Paul Johnson: Yes, I have enormous confidence in the moral resolution of America. And
you rightly say this is a moral problem because it is about moral
absolutes as opposed to moral relativism. It is about moral
absolutes. And I think that Mr. Bush has pitched it on that level.
That's the impression I get from reading his speeches, that what
happened 11th of September was a moral outrage of such enormity
that a revolution in the American policy and military doctrine was
called for and is now in the process of taking place. Therefore, the
whole change in America's attitude to the world, seeing the whole
world as something which it has to take care of, has to take an
interest in and has to be able to influence, that whole thing is based
upon a moral absolute.
Peter Robinson: And do you believe then that as these questions get worked out in
American politics, George Bush and his position speaks for the
center in this country far better than say, to name a Democratic
Presidential candidate, Howard Dean, who's been, according to all
the polls as we tape this, he's been doing extremely well on the
Democratic side but who is forswear against the war in Iraq. As
between those two, the Bush view will prevail and America can
sustain the project called for?
Paul Johnson: I believe it will because America, thank God, is a young country still. It is
an idealistic country still. It's a religious country still. It does
believe in seeing very clear distinctions between right and wrong
and acting upon those distinctions. It has those really fundamental,
moral qualities and therefore I trust America. I trust America to do
the right thing but it will take tremendous leadership, wonderful
articulation, skill at explaining policies and all kinds of instruments
of explanation, radio, television stations, really putting the case for a
moral world in which clear distinctions are made between right and
wrong. And when evil appears to be triumphing, then action will be
taken.
Peter Robinson: Dr. Johnson, Clare Booth Luce is famous for saying that history gives each
man just a single sentence. Lincoln freed the slaves. Churchill
faced down Hitler. Let me name a few names, it's television so we
have to move quickly, let me name a few names and ask you for a
sentence on each, the way you believe history should judge them.
Osama bin Laden?
Paul Johnson: A horrible schoolboy written large.
Peter Robinson: Saddam Hussein?
Paul Johnson: What happens when the ethics of a Chicago gangster are put in charge of a
huge oil rich country.
Peter Robinson: Jacques Chirac?
Paul Johnson: Why are the French so notorious for shiftiness? Because there's plenty of
Chiracs there.
Peter Robinson: Last two.
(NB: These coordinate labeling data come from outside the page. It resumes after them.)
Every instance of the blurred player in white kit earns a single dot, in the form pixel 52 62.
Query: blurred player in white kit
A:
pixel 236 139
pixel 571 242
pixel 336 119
Tony Blair?
Paul Johnson: A promising young man who's doing very well but has the capacity and I
believe the future to do very much better.
Peter Robinson: Last, George W. Bush?
Paul Johnson: All I can say is I'm very glad he is the United States President.
Peter Robinson: Paul Johnson, thank you very much.
Paul Johnson: Thank you.
Peter Robinson: I'm Peter Robinson for Uncommon Knowledge. Thanks for joining us.